NDP calls for pension protection when companies go insolvent

The federal NDP kicked off a weekend caucus strategy session in Hamilton with a rally to argue for federal legislation to protect pensioners in bankruptcy proceedings.

Hamilton Mountain MP Scott Duvall, the New Democrats’ pension critic, told a crowd at the United Steelworkers’ Hall on Barton Street East Friday that he will introduce a private member’s bill this fall to “protect workers’ pensions and benefits, and force companies to provide termination or severance pay, before paying secured creditors.”

The issue has been a long simmering one with labour unions and was a major area of contention during the nearly three-year, court-supervised restructuring of U.S. Steel Canada. The company emerged from creditor protection June 30 with a new owner – Bedrock Industries – and an old name, Stelco.

But pensioners were smarting.

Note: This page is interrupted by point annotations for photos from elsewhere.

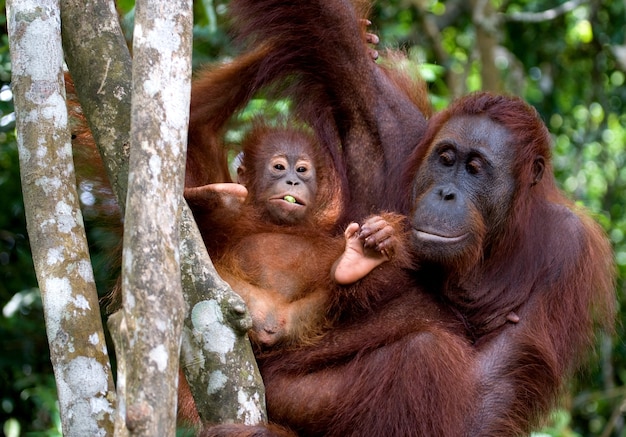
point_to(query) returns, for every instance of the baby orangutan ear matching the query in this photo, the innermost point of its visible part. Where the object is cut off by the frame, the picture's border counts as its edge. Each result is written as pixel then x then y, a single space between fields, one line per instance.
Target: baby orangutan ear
pixel 538 168
pixel 242 177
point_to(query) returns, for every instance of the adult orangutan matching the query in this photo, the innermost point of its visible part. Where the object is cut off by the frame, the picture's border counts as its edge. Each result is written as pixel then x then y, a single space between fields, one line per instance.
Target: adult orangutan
pixel 492 232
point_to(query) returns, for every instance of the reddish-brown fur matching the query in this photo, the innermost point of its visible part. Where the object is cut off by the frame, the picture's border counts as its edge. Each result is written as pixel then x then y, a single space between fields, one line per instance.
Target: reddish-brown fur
pixel 291 290
pixel 397 360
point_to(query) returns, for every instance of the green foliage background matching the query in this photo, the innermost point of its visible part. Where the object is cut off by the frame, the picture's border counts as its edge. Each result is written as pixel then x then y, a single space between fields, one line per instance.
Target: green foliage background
pixel 572 68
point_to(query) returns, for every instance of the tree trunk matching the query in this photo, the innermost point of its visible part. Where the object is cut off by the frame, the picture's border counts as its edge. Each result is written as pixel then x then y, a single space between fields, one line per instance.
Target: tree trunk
pixel 55 225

The court allowed the company to suspend health benefit payments for about a year and a half while the company was under creditor protection through the Companies’ Creditors and Arrangement Act. (CCAA).

Those benefits, for the most part, have resumed with the newly restructured company. But pensioners are worried that a funding scheme to keep the pension plan solvent will eventually falter. Among other things, it calls for unused Stelco land to be cleaned up and sold to be used as a revenue source to cover pension obligations in the future.

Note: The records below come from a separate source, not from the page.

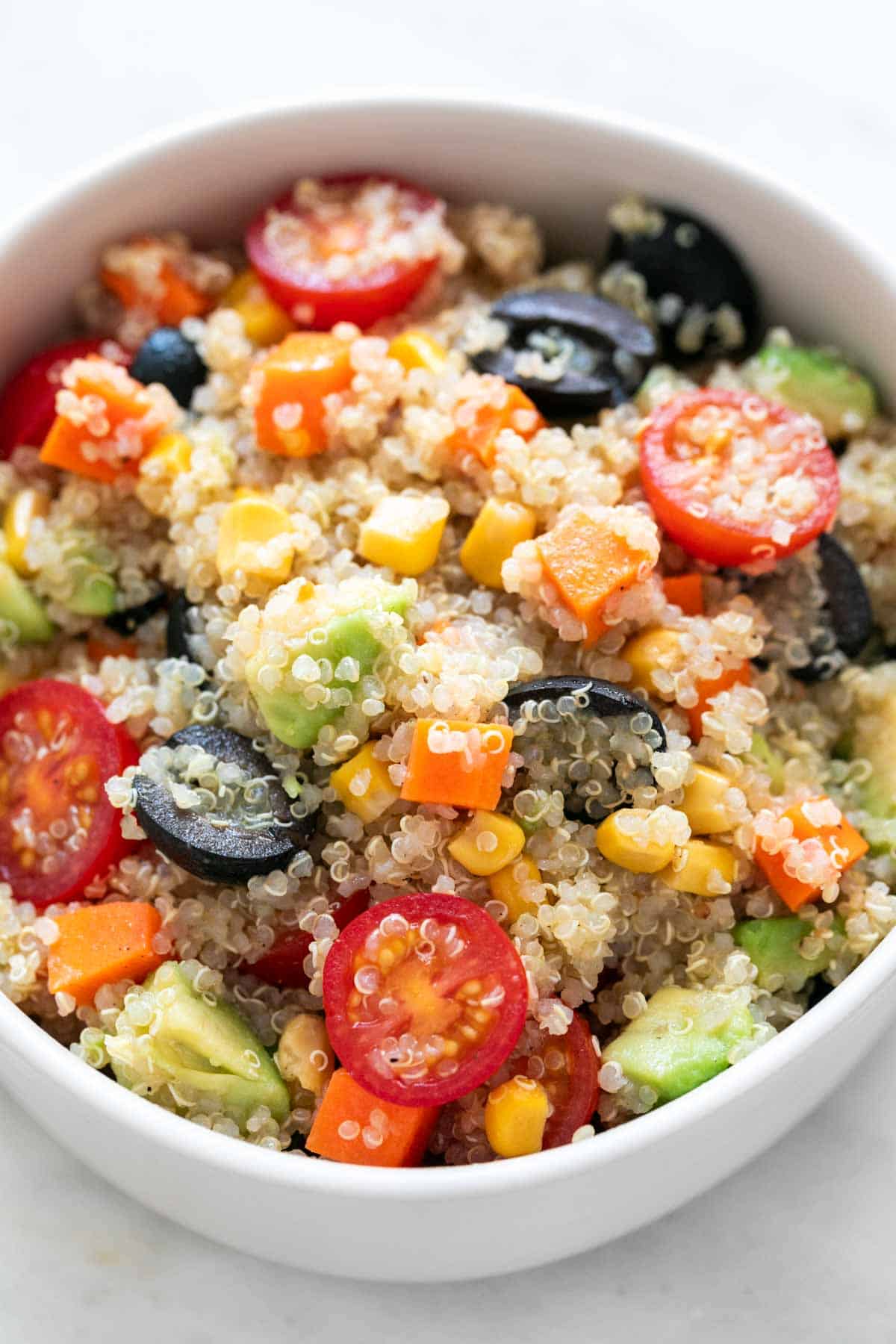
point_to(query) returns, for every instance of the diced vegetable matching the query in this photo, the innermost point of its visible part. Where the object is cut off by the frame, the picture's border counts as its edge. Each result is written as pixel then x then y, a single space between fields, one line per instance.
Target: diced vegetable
pixel 682 1039
pixel 588 564
pixel 629 839
pixel 709 870
pixel 355 1127
pixel 108 421
pixel 363 785
pixel 812 821
pixel 499 527
pixel 457 764
pixel 516 1113
pixel 418 349
pixel 403 532
pixel 480 423
pixel 293 383
pixel 488 843
pixel 265 322
pixel 101 945
pixel 514 886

Duvall, along with departing NDP leader Tom Mulcair, said another example of how the legislation is unfair to workers is with Sears Canada. The company is in creditor protection and its workers are facing a potential reduction in their pensions.

“This needs to be about fairness for workers. We will continue to fight for a Canada that works for everyone and will make sure corporations and multinationals can’t steal the pensions their workers and retirees have earned,” said Duvall.

The NDP says the current legislation allows money that should go to workers’ pensions to be given to secured creditors instead. And in many cases, the secured creditor is the insolvent or creditor-protected firm’s parent company.

Stelco’s largest secured creditor was U.S. Steel in the United States. The $500 million restructuring deal saw the American company receive $130 million.

The Duvall bill would require pension plans to be 100 per cent funded before secured creditors are paid. As well, companies would not be allowed to suspend retirement benefits in court-supervised restructurings, which happened with U.S. Steel Canada.